Communiqué du Forum citoyen pour la responsabilité sociale des entreprises (FCRSE) dont la LDH est membre
Aujourd’hui se tient à l’Assemblée nationale le débat parlementaire sur la Loi d’orientation et programmation relative à la Politique de développement et de solidarité internationale. En l’état, ce texte propose des avancées réelles pour encadrer les activités des multinationales dans les pays du Sud. Mais, le Gouvernement pourrait affaiblir la portée de ce texte en supprimant des dispositions essentielles.
Or, nous souhaitons rappeler au Gouvernement que lors des Assises du développement, de nombreuses organisations ont pointé la nécessité de mieux encadrer les activités des multinationales dans les pays du Sud, pour ne pas porter atteinte à leur droit au développement. Il s’agit là d’une condition sine qua non.

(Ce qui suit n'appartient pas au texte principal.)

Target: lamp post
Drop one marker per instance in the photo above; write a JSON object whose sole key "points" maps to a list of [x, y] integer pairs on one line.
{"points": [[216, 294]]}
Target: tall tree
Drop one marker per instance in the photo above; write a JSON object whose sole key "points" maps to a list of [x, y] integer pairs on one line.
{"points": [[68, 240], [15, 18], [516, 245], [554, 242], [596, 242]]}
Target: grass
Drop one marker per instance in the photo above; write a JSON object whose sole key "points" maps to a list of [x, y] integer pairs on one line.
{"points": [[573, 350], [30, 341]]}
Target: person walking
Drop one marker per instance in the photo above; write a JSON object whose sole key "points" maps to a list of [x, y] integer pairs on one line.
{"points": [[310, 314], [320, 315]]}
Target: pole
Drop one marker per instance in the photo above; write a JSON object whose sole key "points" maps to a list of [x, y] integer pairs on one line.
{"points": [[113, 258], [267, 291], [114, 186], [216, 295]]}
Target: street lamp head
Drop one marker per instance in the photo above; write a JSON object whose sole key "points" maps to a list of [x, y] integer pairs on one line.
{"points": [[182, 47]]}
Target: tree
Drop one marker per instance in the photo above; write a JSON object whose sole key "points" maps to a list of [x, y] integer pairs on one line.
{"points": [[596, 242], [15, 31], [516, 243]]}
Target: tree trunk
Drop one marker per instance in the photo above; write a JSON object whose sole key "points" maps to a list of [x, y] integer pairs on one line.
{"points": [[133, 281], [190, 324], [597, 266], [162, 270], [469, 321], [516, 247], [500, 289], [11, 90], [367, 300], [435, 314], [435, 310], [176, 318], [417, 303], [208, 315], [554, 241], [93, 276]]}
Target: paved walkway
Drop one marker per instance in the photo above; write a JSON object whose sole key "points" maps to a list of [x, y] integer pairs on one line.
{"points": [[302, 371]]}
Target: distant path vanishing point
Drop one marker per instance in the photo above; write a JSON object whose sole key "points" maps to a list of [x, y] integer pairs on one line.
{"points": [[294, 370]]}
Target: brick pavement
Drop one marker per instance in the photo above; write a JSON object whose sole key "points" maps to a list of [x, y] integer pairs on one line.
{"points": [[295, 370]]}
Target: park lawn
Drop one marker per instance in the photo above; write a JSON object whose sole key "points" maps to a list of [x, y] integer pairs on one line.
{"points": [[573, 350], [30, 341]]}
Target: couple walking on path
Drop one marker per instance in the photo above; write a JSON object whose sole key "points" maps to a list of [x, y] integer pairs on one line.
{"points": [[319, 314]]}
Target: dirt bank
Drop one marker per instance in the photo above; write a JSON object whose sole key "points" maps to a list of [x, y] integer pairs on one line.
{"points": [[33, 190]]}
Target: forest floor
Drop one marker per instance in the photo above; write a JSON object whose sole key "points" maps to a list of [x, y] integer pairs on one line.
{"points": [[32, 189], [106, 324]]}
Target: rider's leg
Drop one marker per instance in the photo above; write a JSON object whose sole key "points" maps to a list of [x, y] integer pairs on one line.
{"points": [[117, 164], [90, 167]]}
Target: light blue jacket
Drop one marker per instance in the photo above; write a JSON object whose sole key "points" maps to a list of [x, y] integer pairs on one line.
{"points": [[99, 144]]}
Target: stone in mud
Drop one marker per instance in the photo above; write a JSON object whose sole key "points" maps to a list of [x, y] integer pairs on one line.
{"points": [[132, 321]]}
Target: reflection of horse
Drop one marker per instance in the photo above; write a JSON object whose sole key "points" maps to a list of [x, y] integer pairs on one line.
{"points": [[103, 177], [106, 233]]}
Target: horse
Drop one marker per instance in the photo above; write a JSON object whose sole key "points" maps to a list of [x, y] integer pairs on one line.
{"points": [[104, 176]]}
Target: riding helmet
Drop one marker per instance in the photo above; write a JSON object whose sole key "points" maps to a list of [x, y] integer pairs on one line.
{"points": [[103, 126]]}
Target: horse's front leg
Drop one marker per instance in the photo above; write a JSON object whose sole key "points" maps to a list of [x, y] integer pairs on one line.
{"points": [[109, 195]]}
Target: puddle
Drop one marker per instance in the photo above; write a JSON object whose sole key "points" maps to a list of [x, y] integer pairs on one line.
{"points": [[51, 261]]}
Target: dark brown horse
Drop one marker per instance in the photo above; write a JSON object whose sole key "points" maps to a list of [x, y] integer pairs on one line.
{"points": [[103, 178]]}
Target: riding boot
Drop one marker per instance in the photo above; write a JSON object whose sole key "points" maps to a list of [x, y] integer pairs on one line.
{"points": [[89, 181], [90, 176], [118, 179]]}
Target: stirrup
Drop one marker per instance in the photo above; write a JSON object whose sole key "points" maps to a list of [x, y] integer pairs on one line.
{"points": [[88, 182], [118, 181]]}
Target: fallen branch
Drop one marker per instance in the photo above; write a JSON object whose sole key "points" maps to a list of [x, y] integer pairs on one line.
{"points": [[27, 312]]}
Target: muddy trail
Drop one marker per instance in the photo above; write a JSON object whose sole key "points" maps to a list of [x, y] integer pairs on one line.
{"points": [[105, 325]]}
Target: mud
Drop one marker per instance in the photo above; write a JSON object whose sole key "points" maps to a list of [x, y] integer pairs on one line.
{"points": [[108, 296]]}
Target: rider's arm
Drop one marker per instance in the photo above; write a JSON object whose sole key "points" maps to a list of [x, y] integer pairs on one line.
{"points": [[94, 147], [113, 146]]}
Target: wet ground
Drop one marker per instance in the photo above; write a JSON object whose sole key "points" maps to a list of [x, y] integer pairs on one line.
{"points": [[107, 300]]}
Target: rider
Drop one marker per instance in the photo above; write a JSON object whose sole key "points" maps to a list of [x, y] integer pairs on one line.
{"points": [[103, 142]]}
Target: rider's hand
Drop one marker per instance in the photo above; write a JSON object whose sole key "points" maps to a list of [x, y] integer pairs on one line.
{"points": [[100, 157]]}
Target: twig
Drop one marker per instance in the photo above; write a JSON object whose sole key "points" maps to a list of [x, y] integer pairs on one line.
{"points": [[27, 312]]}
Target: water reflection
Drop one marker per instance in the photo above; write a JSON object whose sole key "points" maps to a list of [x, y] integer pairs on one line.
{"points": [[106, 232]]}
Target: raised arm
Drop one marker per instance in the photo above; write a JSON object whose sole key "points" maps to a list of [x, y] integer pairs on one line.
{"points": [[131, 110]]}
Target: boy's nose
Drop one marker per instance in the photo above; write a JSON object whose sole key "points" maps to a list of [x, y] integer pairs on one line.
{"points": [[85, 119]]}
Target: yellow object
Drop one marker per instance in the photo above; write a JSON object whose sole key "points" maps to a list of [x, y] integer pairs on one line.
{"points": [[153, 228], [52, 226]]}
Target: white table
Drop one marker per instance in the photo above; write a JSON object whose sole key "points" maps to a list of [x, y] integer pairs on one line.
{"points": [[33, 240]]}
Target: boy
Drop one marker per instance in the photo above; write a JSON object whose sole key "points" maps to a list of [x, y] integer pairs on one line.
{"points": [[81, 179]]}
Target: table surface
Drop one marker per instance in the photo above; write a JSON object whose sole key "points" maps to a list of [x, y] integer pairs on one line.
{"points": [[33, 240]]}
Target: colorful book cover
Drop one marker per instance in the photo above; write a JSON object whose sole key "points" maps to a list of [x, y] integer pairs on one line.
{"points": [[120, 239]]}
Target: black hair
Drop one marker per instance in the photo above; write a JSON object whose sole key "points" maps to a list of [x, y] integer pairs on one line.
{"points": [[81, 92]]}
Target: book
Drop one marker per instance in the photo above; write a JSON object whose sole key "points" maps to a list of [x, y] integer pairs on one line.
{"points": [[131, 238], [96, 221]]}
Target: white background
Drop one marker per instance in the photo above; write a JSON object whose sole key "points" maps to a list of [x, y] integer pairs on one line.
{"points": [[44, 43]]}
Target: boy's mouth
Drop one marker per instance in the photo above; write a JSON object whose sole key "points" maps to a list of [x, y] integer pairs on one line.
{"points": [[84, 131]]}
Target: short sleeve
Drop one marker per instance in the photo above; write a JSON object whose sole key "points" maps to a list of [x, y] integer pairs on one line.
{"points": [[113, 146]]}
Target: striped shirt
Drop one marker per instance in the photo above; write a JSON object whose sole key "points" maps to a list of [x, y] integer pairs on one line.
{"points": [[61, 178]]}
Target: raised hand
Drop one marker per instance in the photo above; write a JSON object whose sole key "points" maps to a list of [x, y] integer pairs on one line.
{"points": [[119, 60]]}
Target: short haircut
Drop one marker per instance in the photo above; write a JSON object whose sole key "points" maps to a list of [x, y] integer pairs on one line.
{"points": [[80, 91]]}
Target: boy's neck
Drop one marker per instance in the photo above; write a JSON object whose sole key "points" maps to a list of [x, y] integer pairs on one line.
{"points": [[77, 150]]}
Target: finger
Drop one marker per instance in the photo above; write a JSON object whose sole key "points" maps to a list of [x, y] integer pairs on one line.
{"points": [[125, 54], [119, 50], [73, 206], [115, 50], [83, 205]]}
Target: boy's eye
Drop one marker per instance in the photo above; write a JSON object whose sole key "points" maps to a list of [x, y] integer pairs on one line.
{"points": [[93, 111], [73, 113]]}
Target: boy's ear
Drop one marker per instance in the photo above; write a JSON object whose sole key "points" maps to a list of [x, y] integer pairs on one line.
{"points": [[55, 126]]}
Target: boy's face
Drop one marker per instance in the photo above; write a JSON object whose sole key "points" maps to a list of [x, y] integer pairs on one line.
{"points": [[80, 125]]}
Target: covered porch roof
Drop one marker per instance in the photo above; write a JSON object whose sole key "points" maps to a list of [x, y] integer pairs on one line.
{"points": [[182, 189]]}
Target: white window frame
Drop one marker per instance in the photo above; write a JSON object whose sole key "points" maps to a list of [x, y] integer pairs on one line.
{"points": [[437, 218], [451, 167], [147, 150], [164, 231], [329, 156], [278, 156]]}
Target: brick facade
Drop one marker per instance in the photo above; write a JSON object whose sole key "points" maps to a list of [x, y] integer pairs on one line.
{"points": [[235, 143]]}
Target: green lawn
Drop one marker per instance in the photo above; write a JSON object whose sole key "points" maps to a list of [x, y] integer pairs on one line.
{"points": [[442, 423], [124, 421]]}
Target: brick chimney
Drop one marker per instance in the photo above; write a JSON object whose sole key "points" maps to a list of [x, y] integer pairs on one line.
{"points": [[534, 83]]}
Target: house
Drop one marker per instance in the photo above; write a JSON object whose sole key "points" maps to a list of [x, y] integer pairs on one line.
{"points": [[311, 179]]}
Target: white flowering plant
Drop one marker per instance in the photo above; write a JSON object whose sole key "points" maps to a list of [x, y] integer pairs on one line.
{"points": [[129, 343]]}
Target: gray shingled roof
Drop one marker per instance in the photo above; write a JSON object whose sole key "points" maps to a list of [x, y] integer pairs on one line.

Sans elle, tout effort en matière d’aide au développement, et tout discours relatif à l’engagement de la France en faveur d’une mondialisation plus juste, seront vains.
Nos organisations saluent le travail parlementaire mené jusqu’à présent et qui a permis que le projet de loi sur le développement, extrêmement faible dans sa première mouture en ce qui concerne la responsabilité sociale et environnementale des entreprises, assume finalement de porter une vision ambitieuse de la France sur l’encadrement des multinationales pour leurs activités à l’étranger.
En effet, malgré l’opposition farouche de Bercy, les députés de la Commission des Affaires étrangères ont réussi à inscrire dans le projet de loi le devoir de vigilance, qui exige des multinationales qu’elles prennent en compte et préviennent les impacts négatifs en matière de droits humains, d’environnement et de droits des travailleurs, pouvant découler de leur activité (1).
Une opposition du Gouvernement à cet ajout laisserait clairement apparaitre un désaveu des ambitions qu’il avait affichées publiquement. Nous craignons en effet que le gouvernement ne propose aujourd’hui, dans les débats en plénière, des amendements de suppression visant à faire perdre toute substance sur cette dimension, à cette loi fondatrice.
Il faut rappeler que la France s’est déjà engagée internationalement en faveur de la diligence raisonnable (pour l’ONU) ou du devoir de vigilance (pour la norme ISO) en votant en faveur des Principes directeurs des Nations unies relatifs aux entreprises et aux droits de l’Homme (en 2011), de la révision des Principes directeurs de l’OCDE à l’intention des multinationales (en 2011) et de la norme ISO 26000 donnant des lignes directrices sur la responsabilité sociétale (en 2010). D’autres gouvernements (Espagne, Danemark, Etats-Unis, Canada…) proposent déjà des solutions de mise en pratique de ce principe. Par son obstruction à la mise en œuvre effective du devoir de diligence, le Gouvernement renie la signature de la France, au détriment des droits humains et de l’environnement.
Ce long combat pour la reconnaissance de la responsabilité juridique des maisons-mères vis-à-vis de leurs filiales et sous-traitants à l’étranger devra continuer au-delà des débats sur cette loi. Des initiatives ont été prises en ce sens par des parlementaires (2). Elles méritent d’être étudiées dans les mois à venir.
Paris, le 10 février 2014
(1) http://www.assemblee-nationale.fr/14/ta-commission/r1762-a0.asp
(2) C’est le cas par exemple de la Proposition de loi relative au devoir de vigilance des sociétés mères et des entreprises donneuses d’ordre déposée par le groupe SRC, Ecologiste et RRDP.